The thing is, viewers aren't stupid and they've encountered shows with similar premises before. Remember The Hills and Laguna Beach? Yeah well as it turns out those series' are entirely scripted/narrated/ and edited together. You may ask yourself: well then why don't producers just create a scripted drama series instead of just getting a bunch of folks to "play" themselves around loose premises?
There's a number of reasons why this is the case, but it primarily has to do with money. Reality TV series are way cheaper to produce, and depending on the type of show that folks are watching, production companies can get away with charging a grip of cash per episode (if the ratings are there) while pocketing more of the loot they probably should've been dumping into the actual show itself.

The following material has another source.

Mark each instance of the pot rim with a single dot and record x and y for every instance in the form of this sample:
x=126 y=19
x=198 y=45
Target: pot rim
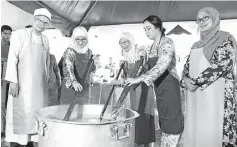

It also helps that a lot of the employees/talent who sign on to these shows don't have to abide by union rules for the most part (except for maybe some crew members depending on the state that they're working in) so productions can play a little more fast and loose with their shooting schedules without having to worry about compliance raining holy hell upon them.
A cast member of the show, Jade Kevin Foster has rejected the claims of the show being fake, however, stating: "If I'm going to be honest once again, the show is 100 per cent more real than all of the filler and Botox I have in my face, so that's saying something! It's not scripted at all. The cameras are on us all the time and they just found the best bunch of spinners that they could find because it just worked," as per Pop Buzz.
Sarah Tangye, who has dreams of becoming a full-time professional musician mentioned that she acclimated fairly quickly to the fact that there were tons of cameras recording her at all times.
Prior to filming the show the Melbourne-based singer was part of the group Elle but now she's a solo musician.
As for whether or not the show's really real, time will tell. The Hills stars during the height of the series' popularity swore up and down it was legit, and then after a few years passed and they already made their money off of it, they let the cat out of the bag.